Le second gouvernement dirigé par le Premier ministre Luís Montenegro, qui prend ses fonctions aujourd’hui, comprendra un ministère de la Culture, de la Jeunesse et des Sports, dirigé par la juriste Margarida Balseiro Lopes, jusqu’à présent ministre de la Jeunesse et de la Modernisation.
« La culture n’est ni un accessoire ni un appendice commode d’autres domaines (…) c’est un domaine complexe – comme tous les autres – avec des dynamiques propres, qui exigent des politiques publiques distinctes, soutenues et à long terme », a déclaré à l’agence Lusa le président de l’Association des Producteurs du Nord et Entrepreneurs Indépendants de l’Audiovisuel (APNEIA), Luís Costa.
En termes politiques, pour cette association, la décision signifie que « la culture n’est pas une priorité ».
« Des très rares et très discrets signaux que nous recevons, il est presque impossible de ne pas interpréter les récents événements sans craindre que la logique gouvernementale actuelle cherche simplement à s’abstenir de son devoir et de sa responsabilité », a-t-il déploré.
L’Association des Producteurs de Cinéma et Audiovisuel (APCA) a également exprimé ses préoccupations quant à la création d’un « ministère tripartite », à un moment où le secteur aspire à « un bond, un changement positif pour la région ».
Margarida Balseiro Lopes « est jeune, pleine de dynamisme et pourra être très active, mais si elle n’a pas un bon personnel et si elle n’est pas capable de déléguer… nous avons tant de dossiers en retard et tant de dossiers à mener, comment peut-elle gérer cela avec ce ministère tripartite », s’est interrogé le président de l’APCA, Fernando Vendrell, dans des déclarations à Lusa.
Filipa Reis, de la direction de l’Association Portugaise des Réalisateurs (APR), a déclaré qu’il est essentiel que la nouvelle ministre maintienne les mêmes valeurs pour le secteur, notamment « la tutelle du cinéma dans la culture avec toutes les lignes de soutien », « un renforcement des politiques publiques » et « le maintien de la RTP, avec une dotation de télévision publique, avec les obligations d’investissement dans le cinéma portugais ».
Pour l’APCA, la prochaine ministre « doit gouverner et répondre aux acteurs du secteur », en comparaison avec son prédécesseur, Dalila Rodrigues, qui avait « une gestion très radicale ».
« C’était une période d’inaction, de manque de communication, de grandes difficultés et nous sommes dans un moment assez complexe du cinéma et de l’audiovisuel portugais », a déclaré Fernando Vendrell.
Dans le même sens, Luís Costa, de l’APNEIA, a répondu sur « une quasi totale absence de communication avec les artistes, créateurs et travailleurs du secteur », dans « un moment où beaucoup de ces professionnels et structures du secteur font face à la précarité et au manque de reconnaissance ».

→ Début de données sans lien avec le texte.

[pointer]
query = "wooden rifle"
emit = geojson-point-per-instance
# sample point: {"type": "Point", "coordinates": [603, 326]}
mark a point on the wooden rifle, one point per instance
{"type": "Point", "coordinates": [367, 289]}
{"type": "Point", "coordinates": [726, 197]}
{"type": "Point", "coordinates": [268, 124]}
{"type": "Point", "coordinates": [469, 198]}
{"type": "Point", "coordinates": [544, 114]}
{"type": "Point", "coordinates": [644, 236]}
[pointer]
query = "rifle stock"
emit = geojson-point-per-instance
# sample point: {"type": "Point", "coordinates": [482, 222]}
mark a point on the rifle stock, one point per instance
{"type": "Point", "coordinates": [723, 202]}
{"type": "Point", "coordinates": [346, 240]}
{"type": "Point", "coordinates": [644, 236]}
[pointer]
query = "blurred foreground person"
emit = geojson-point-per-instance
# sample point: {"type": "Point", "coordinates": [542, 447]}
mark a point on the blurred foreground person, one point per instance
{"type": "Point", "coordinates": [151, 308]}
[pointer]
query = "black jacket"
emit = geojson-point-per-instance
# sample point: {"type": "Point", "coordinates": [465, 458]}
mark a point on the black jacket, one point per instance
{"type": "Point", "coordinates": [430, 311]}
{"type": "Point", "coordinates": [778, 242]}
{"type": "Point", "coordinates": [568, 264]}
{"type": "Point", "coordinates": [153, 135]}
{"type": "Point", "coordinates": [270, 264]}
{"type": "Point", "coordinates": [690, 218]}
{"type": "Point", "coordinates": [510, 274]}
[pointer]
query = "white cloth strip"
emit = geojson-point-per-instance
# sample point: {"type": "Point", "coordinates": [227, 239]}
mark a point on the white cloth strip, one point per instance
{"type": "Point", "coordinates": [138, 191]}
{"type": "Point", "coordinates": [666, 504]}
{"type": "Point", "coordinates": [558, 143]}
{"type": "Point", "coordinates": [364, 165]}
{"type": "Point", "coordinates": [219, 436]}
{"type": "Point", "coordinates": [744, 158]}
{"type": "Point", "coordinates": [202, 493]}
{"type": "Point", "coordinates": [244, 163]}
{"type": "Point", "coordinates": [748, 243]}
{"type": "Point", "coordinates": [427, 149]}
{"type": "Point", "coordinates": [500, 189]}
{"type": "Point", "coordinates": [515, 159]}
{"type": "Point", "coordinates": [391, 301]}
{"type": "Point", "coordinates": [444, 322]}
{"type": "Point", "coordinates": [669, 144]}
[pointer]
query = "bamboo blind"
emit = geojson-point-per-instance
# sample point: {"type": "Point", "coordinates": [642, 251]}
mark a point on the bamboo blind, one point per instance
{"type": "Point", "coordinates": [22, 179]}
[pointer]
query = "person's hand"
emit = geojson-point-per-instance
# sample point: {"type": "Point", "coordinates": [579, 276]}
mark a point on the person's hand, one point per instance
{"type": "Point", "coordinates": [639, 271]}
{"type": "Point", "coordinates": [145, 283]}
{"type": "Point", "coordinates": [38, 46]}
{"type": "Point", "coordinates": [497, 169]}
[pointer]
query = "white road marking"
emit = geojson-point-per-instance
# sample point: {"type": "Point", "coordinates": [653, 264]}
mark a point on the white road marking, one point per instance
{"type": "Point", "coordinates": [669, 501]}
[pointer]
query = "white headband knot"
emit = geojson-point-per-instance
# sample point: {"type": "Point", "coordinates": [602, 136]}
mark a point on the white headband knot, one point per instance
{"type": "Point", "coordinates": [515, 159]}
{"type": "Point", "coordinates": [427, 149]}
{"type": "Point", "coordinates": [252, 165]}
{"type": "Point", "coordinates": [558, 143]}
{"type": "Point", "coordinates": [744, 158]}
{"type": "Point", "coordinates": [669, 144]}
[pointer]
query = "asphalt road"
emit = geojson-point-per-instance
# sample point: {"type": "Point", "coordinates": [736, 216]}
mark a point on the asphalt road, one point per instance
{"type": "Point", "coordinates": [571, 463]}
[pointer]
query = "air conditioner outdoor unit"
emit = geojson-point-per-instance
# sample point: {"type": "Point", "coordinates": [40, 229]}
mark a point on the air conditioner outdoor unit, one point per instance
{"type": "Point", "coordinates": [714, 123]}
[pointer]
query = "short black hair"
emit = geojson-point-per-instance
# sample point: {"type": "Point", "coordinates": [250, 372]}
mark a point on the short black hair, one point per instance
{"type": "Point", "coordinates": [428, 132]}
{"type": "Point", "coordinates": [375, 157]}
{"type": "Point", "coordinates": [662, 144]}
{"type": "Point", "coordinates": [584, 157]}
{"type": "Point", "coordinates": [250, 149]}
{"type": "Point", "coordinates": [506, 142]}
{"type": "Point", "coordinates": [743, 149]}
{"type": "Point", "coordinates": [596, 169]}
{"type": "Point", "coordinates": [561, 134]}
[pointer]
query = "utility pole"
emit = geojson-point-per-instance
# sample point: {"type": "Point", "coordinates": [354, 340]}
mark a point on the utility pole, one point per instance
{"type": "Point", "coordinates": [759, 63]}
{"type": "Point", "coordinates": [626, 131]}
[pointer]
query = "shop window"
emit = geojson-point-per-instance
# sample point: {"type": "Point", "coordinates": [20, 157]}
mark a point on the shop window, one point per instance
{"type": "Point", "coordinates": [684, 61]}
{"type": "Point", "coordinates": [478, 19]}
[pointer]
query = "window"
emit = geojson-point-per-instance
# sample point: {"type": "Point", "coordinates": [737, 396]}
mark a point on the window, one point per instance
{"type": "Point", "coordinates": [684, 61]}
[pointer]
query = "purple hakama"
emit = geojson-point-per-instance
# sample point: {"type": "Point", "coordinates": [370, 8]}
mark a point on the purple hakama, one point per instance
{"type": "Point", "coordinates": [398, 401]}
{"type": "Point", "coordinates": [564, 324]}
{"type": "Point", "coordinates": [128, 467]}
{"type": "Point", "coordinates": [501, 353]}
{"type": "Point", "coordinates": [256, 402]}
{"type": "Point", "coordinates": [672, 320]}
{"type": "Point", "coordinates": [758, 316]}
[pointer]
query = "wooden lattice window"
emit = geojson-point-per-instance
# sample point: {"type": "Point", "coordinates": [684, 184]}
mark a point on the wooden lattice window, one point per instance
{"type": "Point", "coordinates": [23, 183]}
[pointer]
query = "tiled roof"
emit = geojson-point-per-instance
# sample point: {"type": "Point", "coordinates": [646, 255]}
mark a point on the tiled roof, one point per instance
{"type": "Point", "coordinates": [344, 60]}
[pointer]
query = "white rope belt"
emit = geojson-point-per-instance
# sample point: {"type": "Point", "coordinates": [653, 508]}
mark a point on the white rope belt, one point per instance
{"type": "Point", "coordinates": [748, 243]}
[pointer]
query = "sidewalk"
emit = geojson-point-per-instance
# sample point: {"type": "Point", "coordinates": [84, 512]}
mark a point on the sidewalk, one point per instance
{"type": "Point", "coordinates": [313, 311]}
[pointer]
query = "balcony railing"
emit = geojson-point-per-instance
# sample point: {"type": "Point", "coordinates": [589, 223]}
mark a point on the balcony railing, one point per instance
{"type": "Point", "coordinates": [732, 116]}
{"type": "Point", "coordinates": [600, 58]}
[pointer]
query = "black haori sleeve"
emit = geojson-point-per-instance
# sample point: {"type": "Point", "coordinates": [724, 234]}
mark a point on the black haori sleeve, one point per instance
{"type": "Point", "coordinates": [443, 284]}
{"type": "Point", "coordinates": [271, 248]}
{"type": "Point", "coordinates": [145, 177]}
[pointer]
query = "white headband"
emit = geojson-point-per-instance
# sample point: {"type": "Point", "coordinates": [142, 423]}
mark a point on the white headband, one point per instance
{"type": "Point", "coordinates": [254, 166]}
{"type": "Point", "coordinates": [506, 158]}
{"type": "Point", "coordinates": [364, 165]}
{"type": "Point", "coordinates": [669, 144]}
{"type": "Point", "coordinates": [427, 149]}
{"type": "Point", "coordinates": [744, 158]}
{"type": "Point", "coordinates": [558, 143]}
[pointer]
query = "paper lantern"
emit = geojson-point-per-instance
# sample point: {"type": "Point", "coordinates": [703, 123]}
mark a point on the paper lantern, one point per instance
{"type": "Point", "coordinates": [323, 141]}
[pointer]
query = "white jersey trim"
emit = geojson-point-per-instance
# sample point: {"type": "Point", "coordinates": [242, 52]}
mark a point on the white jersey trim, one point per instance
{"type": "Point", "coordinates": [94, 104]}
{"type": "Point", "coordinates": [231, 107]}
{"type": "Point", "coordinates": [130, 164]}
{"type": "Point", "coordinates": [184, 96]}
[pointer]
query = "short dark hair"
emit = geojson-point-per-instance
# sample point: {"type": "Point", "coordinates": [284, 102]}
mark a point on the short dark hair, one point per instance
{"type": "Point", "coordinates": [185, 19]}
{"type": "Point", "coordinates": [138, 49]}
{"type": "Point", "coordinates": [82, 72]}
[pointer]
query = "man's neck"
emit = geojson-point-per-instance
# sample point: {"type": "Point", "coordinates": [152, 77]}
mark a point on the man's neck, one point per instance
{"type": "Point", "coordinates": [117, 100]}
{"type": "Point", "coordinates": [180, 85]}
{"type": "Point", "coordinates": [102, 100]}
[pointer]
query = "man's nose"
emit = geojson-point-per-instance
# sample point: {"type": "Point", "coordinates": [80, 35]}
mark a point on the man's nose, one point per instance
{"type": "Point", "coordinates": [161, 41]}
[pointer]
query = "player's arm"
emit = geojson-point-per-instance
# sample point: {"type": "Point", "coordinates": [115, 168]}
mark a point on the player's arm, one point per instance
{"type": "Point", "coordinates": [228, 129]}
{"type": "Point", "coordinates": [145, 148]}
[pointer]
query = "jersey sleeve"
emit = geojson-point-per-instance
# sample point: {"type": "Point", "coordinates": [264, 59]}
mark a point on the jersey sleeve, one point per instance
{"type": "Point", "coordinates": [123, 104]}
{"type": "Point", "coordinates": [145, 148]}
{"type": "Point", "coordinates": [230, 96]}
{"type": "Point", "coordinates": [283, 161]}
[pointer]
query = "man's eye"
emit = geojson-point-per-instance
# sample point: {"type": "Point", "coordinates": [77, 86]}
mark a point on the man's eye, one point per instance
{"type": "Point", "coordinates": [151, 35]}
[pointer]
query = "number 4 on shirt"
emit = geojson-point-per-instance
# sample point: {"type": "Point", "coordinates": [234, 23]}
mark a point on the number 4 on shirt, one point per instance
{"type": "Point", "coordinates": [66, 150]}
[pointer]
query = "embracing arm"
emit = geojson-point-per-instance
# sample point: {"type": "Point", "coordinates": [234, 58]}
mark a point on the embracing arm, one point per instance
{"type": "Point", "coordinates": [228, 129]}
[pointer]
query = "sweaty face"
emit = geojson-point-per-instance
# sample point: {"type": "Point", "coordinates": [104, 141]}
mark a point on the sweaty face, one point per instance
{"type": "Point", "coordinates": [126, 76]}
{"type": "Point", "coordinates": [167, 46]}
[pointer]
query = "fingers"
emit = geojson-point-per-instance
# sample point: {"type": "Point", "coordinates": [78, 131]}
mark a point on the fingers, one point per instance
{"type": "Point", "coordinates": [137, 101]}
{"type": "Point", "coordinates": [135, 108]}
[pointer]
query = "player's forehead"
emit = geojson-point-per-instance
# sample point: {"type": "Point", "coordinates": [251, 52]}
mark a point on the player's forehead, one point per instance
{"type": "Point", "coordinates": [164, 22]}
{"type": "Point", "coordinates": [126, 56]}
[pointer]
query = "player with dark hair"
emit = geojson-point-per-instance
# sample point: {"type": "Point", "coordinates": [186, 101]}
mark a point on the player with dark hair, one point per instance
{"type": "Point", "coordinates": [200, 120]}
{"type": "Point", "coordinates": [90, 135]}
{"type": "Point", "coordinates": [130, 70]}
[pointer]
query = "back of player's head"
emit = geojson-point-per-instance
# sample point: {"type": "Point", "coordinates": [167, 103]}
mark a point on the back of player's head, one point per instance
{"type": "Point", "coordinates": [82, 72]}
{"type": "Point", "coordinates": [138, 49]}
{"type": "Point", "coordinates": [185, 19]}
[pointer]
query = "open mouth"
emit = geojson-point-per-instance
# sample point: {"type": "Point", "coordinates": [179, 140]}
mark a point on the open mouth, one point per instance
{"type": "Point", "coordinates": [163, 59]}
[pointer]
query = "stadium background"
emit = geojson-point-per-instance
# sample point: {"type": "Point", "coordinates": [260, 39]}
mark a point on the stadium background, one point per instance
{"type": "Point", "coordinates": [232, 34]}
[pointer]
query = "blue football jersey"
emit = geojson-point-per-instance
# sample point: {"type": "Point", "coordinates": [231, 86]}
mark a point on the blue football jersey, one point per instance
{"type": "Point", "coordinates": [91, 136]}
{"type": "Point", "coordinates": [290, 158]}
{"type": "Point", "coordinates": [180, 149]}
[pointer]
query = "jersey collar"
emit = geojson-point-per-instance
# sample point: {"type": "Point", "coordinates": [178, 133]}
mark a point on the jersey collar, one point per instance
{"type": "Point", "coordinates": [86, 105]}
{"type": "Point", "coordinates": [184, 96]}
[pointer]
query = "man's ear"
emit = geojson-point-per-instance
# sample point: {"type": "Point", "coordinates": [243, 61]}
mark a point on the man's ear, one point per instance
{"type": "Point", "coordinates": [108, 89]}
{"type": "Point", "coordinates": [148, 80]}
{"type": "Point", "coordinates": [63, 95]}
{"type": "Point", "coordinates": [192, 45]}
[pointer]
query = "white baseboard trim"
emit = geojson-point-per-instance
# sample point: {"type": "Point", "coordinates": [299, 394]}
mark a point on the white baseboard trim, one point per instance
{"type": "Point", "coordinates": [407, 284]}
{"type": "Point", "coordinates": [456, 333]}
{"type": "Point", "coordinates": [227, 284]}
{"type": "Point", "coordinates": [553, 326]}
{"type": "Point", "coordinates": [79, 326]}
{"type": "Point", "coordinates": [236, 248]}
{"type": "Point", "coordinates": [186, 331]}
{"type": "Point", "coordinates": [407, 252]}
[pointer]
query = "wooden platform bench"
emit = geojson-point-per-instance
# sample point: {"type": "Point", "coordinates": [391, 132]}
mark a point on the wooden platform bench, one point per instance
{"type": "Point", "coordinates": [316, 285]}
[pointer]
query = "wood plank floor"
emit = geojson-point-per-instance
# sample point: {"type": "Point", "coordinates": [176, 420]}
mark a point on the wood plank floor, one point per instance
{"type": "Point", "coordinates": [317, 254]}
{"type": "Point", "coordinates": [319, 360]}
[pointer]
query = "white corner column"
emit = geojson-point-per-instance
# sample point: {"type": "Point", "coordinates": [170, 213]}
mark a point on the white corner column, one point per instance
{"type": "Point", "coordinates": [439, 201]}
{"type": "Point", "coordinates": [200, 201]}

« Il est également très difficile d’évaluer une personne qui ne s’est pas présentée à son travail. En ce qui concerne le cinéma et l’audiovisuel, le manque de communication et d’implication de l’ex-ministre est peu digne, semblant constamment se soustraire à sa responsabilité », a déclaré Luís Costa.
Le précédent exécutif de Montenegro, à l’initiative du cabinet du ministre des Affaires Parlementaires, Pedro Duarte, a laissé en consultation publique un projet de loi pour reformuler le système de soutien et d’incitations au cinéma et à l’audiovisuel, avec une dotation totale de 250 millions d’euros à appliquer d’ici 2028.
L’une des mesures inscrites est de regrouper les mécanismes actuels d’incitations à la production de cinéma ‘cash rebate’ et ‘cash refund’; une autre proposition est la création d’une ligne de crédit d’appui à la production, de 50 millions d’euros, gérée par la Banque Portugaise de Développement, « en articulation » avec le Tourisme du Portugal et l’ICA.
Selon le gouvernement, ce projet de loi est en consultation publique jusqu’au 13.
Cette reformulation, dotée de 250 millions d’euros, a été approuvée par l’exécutif PSD/CDS-PP pratiquement un an après que le ministre sortant de la Culture du gouvernement socialiste, Pedro Adão e Silva, a homologué un plan stratégique pour le cinéma et l’audiovisuel, pour la période 2024-2028 et qui est encore à exécuter.